In secondo luogo, agli occhi di molti cittadini turchi e di gran parte della sua élite, il Presidente è responsabile di aver destabilizzato la situazione politica all’interno del Paese. La società è disgregata e a testimoniarlo sono state le proteste di massa del 2013. Inoltre, il governo si è rifiutato ostinatamente di prestare ascolto agli oppositori, limitandosi ad adempiere al mandato sociale dei suoi elettori che rappresentano circa la metà della popolazione turca.

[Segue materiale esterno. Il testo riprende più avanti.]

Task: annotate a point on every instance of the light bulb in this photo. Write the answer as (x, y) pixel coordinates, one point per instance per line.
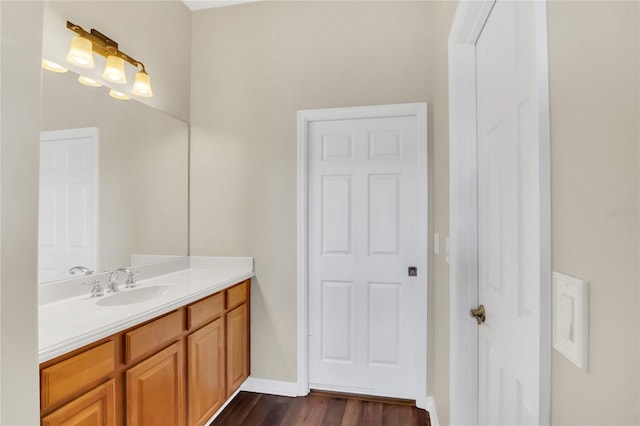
(114, 70)
(81, 52)
(52, 66)
(118, 95)
(142, 85)
(89, 81)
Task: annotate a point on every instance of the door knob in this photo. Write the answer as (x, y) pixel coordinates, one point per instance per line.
(478, 314)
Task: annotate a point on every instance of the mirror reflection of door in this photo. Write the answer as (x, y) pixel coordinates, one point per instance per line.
(68, 211)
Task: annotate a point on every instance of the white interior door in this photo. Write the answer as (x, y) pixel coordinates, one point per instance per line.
(364, 309)
(509, 217)
(68, 233)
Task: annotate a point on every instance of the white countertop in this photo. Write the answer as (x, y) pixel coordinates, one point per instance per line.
(71, 323)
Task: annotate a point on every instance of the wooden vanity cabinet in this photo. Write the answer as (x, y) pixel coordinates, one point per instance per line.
(177, 369)
(96, 408)
(206, 371)
(237, 348)
(155, 389)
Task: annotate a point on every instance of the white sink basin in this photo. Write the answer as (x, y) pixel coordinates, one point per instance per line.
(136, 295)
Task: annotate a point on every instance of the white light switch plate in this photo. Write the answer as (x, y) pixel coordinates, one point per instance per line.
(571, 318)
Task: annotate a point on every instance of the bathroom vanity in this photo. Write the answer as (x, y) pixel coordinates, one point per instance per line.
(177, 356)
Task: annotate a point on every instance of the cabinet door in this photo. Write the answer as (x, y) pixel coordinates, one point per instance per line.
(155, 389)
(94, 408)
(206, 380)
(237, 347)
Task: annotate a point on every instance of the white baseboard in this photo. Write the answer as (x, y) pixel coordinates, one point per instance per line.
(272, 387)
(429, 404)
(217, 413)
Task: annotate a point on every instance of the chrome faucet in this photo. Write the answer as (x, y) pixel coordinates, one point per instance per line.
(96, 290)
(112, 286)
(83, 269)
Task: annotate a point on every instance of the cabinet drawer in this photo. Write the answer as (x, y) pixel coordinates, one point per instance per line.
(205, 310)
(148, 337)
(76, 374)
(237, 295)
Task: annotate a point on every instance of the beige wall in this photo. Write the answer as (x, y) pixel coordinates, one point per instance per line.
(158, 33)
(19, 136)
(142, 173)
(253, 67)
(593, 73)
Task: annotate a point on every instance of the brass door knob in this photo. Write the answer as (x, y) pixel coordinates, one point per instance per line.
(478, 314)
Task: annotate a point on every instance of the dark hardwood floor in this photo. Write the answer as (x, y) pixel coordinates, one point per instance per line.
(255, 409)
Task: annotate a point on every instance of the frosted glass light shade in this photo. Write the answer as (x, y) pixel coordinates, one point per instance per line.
(89, 81)
(118, 95)
(52, 66)
(114, 70)
(142, 85)
(81, 52)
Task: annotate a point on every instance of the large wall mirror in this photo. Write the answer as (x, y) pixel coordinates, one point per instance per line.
(113, 180)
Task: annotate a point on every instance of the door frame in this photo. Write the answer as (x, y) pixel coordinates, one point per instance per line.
(468, 22)
(92, 133)
(305, 118)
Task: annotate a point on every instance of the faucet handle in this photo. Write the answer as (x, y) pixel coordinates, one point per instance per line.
(96, 290)
(131, 281)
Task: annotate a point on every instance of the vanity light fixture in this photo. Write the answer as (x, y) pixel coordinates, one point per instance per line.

In terzo luogo, il Presidente Erdogan ha di fatto provocato la ripresa della guerra civile nel Kurdistan turco. A detta di molti politici turchi e degli stessi curdi, sarebbero stati proprio i suoi interventi a produrre una recrudescenza delle azioni militari e a cancellare tutti gli sforzi compiuti in questi lunghi anni per avviare un dialogo di pace. In ultima analisi, il Paese si trova oggi in uno stato di guerra, sebbene fino a un paio di anni fa non ve ne fossero né i presupposti, né le ragioni.

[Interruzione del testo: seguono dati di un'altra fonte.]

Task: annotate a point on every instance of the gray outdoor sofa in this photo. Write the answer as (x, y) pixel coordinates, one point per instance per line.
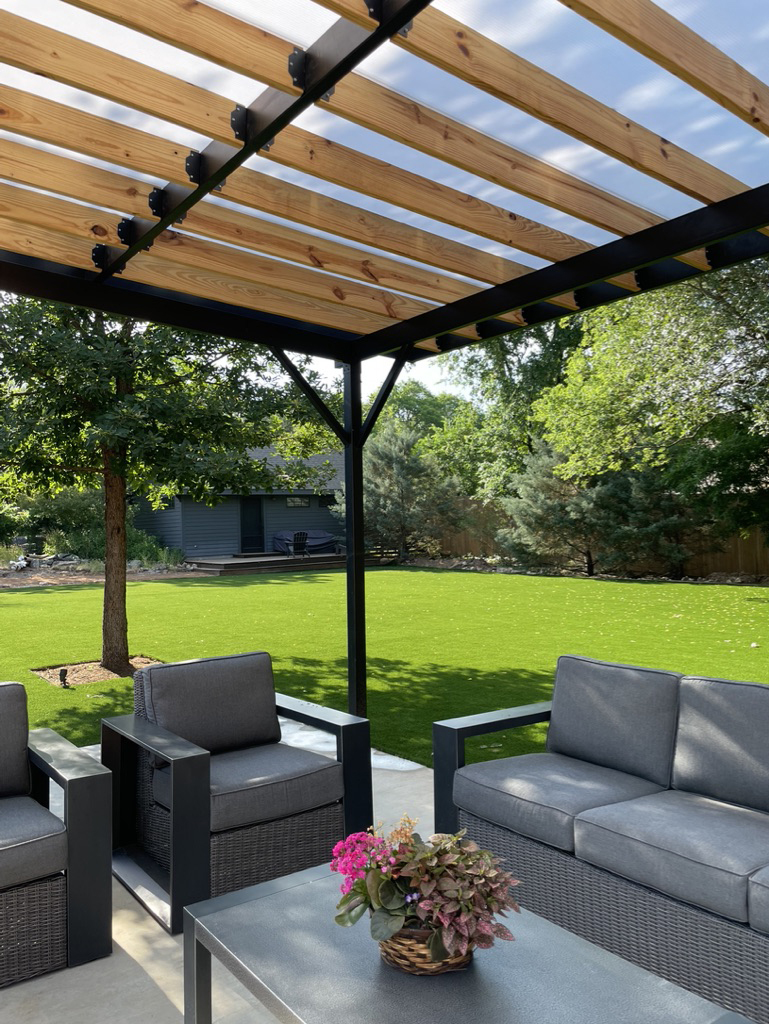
(643, 827)
(208, 800)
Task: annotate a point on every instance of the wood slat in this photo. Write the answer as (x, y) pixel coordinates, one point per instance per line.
(41, 169)
(83, 66)
(657, 35)
(43, 120)
(446, 43)
(29, 207)
(416, 125)
(161, 272)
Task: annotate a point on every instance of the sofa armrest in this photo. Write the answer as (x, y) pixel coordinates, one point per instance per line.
(189, 765)
(353, 752)
(87, 801)
(449, 750)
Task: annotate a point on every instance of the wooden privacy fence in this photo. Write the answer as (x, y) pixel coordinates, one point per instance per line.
(749, 555)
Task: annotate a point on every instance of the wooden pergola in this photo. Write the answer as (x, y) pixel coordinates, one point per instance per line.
(340, 253)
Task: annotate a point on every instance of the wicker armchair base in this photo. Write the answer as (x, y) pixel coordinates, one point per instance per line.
(719, 960)
(33, 929)
(254, 853)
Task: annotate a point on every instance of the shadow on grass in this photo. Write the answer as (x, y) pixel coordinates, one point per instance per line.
(403, 701)
(83, 725)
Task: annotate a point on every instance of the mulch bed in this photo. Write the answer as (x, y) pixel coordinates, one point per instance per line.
(88, 672)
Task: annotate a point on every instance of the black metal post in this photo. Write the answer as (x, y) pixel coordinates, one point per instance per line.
(353, 500)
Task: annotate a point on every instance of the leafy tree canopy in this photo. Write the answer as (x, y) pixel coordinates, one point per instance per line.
(177, 410)
(660, 369)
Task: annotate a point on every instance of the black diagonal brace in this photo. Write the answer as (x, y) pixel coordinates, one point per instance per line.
(314, 398)
(335, 54)
(728, 218)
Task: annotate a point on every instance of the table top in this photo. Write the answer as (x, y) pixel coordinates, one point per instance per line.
(280, 939)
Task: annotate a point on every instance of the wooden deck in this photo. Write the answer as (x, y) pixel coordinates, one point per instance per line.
(264, 562)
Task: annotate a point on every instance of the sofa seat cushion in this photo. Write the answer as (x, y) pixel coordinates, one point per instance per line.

Infine, in politica estera la leadership turca è riuscita a deteriorare i suoi rapporti con quasi tutti i principali attori politici nel mondo e nella regione. Gli effetti del governo di Erdogan sul piano diplomatico sono deprimenti. In Siria gli eventi stanno evolvendo in modo affatto diverso dallo scenario prefigurato da Ankara. In Egitto l’islamista Mohamed Morsi, gregario del signor Erdogan, è stato deposto dalla carica di Presidente. Le relazioni con l’Unione Europea si sono deteriorate e lo dimostra nel 2015 il riconoscimento del genocidio armeno da parte della Germania. Ankara non ha praticamente più alcuna chance di entrare a far parte dell’Ue in un prossimo futuro, mentre era proprio questo l’obiettivo che per molti decenni si era posta la leadership del Paese. La questione curda ha provocato seri attriti con gli Stati Uniti e l’abbattimento del cacciabombardiere russo ha causato una crisi senza precedenti nei rapporti con Mosca, ritenuta fino a poco tempo fa uno dei partner prioritari della Turchia. In definitiva Ankara, che aveva proclamato a suo tempo la formula “zero problemi con i vicini”, si ritrova oggi quasi senza alleati nella regione, ad eccezione forse dell’Azerbaigian.
Sono stati probabilmente tutti questi fattori a spingere gli avversari del Presidente turco a intervenire in modo drastico. Una parte dei militari potrebbero essere giunta alla conclusione che è venuto il momento di liberare il Paese da un uomo la cui politica sta distruggendo il Paese, portandolo alla disgregazione e forse al collasso.